Zhongrong International Trust, which traditionally had sizeable real estate exposure, missed payments on dozens of investment products since late last month, a senior official has told investors.
China's $US3 trillion ($A4.6 trillion) shadow banking sector is roughly the size of Britain's economy, and concerns about its outsized exposure to property and risks to the wider economy have grown over the past year.
A string of defaults in the shadow banking sector could have a wide ranging chilling effect as many individual investors are exposed to the high-yielding trust products. Missed payments could weigh on already fragile consumer confidence in the absence of stronger support measures from Beijing.
Barclays was among a number of global banks to cut its forecasts for China's 2023 growth after weak data on Tuesday, citing a faster-than-expected deterioration in the housing market. It lowered its growth forecast to 4.5 per cent from 4.9 per cent.
So far, China has largely managed to avoid a spillover of a debt squeeze in the property sector to the country's $US57 trillion financial industry despite a rising number of developers defaulting on repayment obligations.
But news of fresh defaults has triggered contagion fears.
Adding to the gloom, China's new home prices fell in July for the first time this year, the latest in a string of downbeat data that underlines the urgency for bolder policy support.
Prices fell 0.2 per cent month-on-month on a nationwide basis and 0.1 per cent year-on-year, according to Reuters calculations based on National Bureau of Statistics (NBS) data.

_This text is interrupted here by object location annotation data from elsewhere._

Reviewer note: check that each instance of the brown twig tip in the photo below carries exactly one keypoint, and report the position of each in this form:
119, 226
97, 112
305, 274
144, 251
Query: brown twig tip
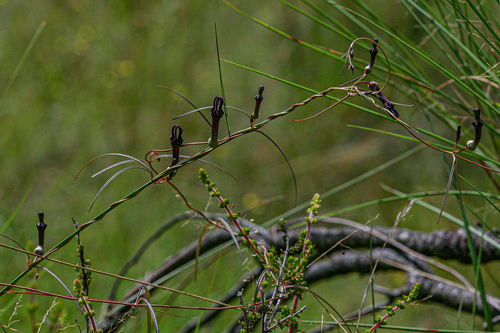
373, 56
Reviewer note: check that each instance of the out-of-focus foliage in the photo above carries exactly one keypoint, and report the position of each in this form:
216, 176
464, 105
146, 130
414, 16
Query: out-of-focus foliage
87, 87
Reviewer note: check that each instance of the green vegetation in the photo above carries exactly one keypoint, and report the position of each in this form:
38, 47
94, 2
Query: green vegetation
79, 80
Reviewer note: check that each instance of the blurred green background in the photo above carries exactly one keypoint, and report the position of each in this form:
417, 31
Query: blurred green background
88, 87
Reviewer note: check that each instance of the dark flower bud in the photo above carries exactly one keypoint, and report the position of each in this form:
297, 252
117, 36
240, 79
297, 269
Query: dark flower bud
41, 234
478, 124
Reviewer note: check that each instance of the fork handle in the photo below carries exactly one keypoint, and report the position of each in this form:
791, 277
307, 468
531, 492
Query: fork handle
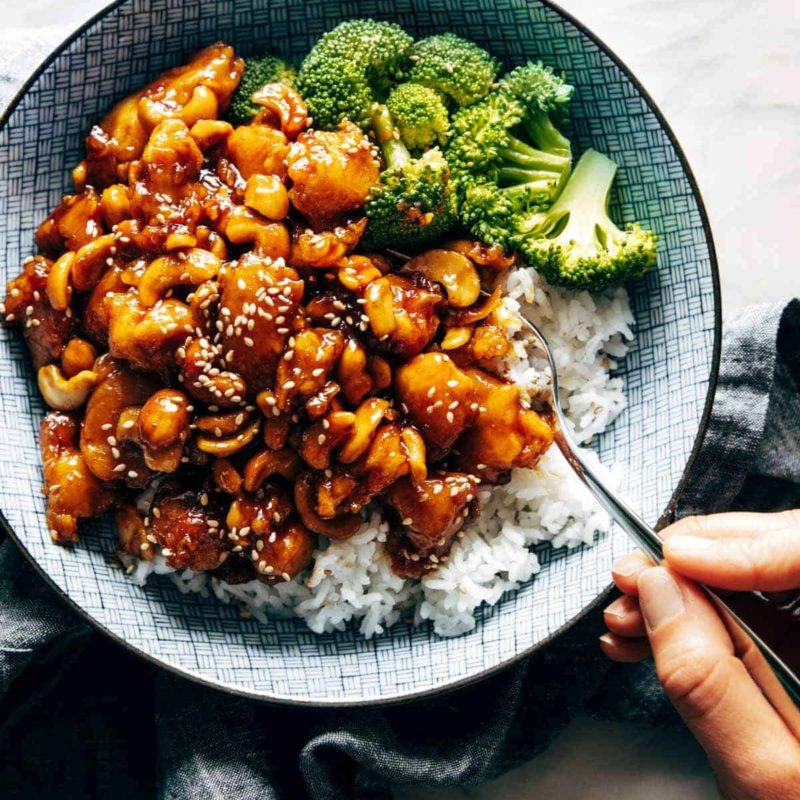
777, 625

But the picture is far worse outside of the country's megacities like Shanghai and Beijing. Average new home prices in the 35 smallest cities surveyed by NBS fell for the 17th straight month in June on a year-on-year basis.
The worsening debt crisis at major developers including Country Garden, the country's largest private developer, has scared away many home buyers, with property investment, home sales and new construction contracting for more than a year.
Given the property market has traditionally accounted for about a quarter of China's economy, some analysts say the slump, combined with the shock from three years of strict COVID measures, has had an unprecedented impact on activity.
Most analysts expect further falls in home prices and sales over coming months.
Gerwin Bell, PGIM fixed income's lead economist for Asia, said Country Garden's trouble underscored that the fallout from the property market crash has not been contained and is spilling over across the wider economy.
"Arresting the adverse spillovers from property will require significantly larger fiscal stimulus than the authorities have so far entertained. We expect the Chinese authorities to soon come to the same conclusion."
China's property sector continues to struggle despite an extension of financial support for developers and incentives for first-time home buyers and upgraders.
Among 70 cities, 49 saw a fall in new home prices month-on-month in July from 38 cities the previous month.